Secondly, there can sometimes be very simple incentives for countries to give up the idea of nuclear weapons. The country that led to the fall of Khan, Libya, is a shining example. Khan was almost about to deliver a readymade weapon to Libya's doorstep when Quadaffi realized that here was his chance to gain significant political leverage as well as financial benefits from announcing the existence of this secret atomic bazaar and to give up his nuclear ambitions. If a country truly realizes that its security and self-interest lies in not possessing nukes, it could give up its nuclear ambitions in a heartbeat.
All hope should not be lost. If nations decide to build nuclear weapons, then it's disturbingly possible for them to do so. But much can be gained if we can work together to convince everyone that the best kind of nuclear weapon is not just one which is never used, but one that's never had.
Note: As a commentator pointed out, the most exhaustive treatment of Khan's doings is detailed in the fascinating
Deception: Pakistan, the United States, and the Secret Trade in Nuclear Weapons. This book especially talks about Richard Barlow, an intelligence analyst who was dismissed from the CIA when he tried to expose the US administration's appeasement of Pakistan. He was especially galled when the US sealed a contract to sell nuclear-capable aircraft to Pakistan in spite of a Congressional law forbidding the sale of such equipment.

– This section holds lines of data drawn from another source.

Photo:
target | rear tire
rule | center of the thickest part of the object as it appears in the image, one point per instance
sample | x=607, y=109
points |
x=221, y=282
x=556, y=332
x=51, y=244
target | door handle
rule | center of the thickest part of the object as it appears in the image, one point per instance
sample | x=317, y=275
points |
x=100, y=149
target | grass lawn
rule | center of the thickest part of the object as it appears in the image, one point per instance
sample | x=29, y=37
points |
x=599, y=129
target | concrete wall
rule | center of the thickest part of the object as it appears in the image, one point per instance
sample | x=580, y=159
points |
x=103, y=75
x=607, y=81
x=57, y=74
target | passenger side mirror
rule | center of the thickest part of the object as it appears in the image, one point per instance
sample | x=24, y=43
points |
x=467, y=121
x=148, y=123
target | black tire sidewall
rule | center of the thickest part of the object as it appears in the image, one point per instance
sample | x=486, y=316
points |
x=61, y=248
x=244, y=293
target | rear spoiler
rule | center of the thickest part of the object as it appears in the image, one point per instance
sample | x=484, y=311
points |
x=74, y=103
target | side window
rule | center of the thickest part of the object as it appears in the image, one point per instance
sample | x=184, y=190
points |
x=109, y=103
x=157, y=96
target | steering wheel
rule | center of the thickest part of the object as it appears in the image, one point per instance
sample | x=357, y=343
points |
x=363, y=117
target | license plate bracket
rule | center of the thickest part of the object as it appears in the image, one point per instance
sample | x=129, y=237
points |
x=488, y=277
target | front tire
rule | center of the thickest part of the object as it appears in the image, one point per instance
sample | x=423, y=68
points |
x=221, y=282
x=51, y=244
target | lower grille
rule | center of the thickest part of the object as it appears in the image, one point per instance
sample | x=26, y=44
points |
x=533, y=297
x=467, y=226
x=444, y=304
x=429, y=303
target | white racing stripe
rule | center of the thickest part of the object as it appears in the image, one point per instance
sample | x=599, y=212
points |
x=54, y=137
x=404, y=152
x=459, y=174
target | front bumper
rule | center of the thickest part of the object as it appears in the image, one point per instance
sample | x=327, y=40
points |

Mr. Barlow was almost instantly fired, and the book depressingly finds him living in a trailer, still trying to collect his pension. This is of course not the first time that the US government acted like it was above and beyond Congress and the people. And also not the first time that true patriots have been treated as scum and a danger to the country.
In any case, while I highly recommend this book, the level of detail in the 600 page volume might be a little too much for those who want to get a quick summary of Khan's life and times.